- Born: Eugene Baah 26 July 1982 (age 44) Accra, Ghana
- Genres: hip life / Afropop
- Years active: 2000–present
- Label: Blueroze Entertainment
- Spouse: Beverly Afaglo

= Choirmaster (musician) =

Ghanaian musician (born 1982)

Eugene Baah, better known by his stage name Choirmaster (born 26 July 1982) is a Ghanaian hip life/afropop singer-songwriter, record producer and entrepreneur. He became widely known as the leader of the defunct hiplife group Praye before going solo. He has earned numerous awards and additional nominations.

==Career==
He joined forces with two other acts, Steven Fiawoo (Praye Tietia) and Nana Kwame (Praye Tenten) to form the music trio, Praye. Their first taste of success came when they won the maiden edition of the Nescafe African Revelation. The group went on to win some prominent awards including the Best Group in West Africa at the Kora Awards in 2005.
But the family of Praye died when after ten years, the group split to pursue solo interests and that split birthed a new artiste, Choirmaster.

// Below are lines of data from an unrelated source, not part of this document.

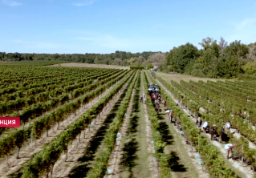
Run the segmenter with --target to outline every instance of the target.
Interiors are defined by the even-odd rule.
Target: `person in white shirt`
[[[205,121],[202,125],[204,133],[206,133],[206,127],[208,126],[209,121]]]
[[[226,122],[226,127],[229,130],[229,132],[230,132],[230,122],[228,121],[228,122]]]
[[[234,144],[227,144],[225,145],[224,149],[226,149],[228,152],[228,154],[226,156],[226,159],[229,159],[230,157],[230,152],[232,151],[232,149],[235,148]]]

His debut song, "Ghana's Most Beautiful", became the theme song of a popular beauty pageant show, TV3 Ghana's Most Beautiful, which gave him the recognition he needed to rebrand his career as a solo artiste. Some of his known songs are "Pull Him Down" which was nominated for Best Hiplife Video of the Year during THE 2014 4Syte Music Video Awards, "Obsession", "Last Born" ft Black Rasta.

==Personal life==
Choirmaster was married to Ghanaian actress Beverly Afaglo who passed away on the 24th of May, 2026.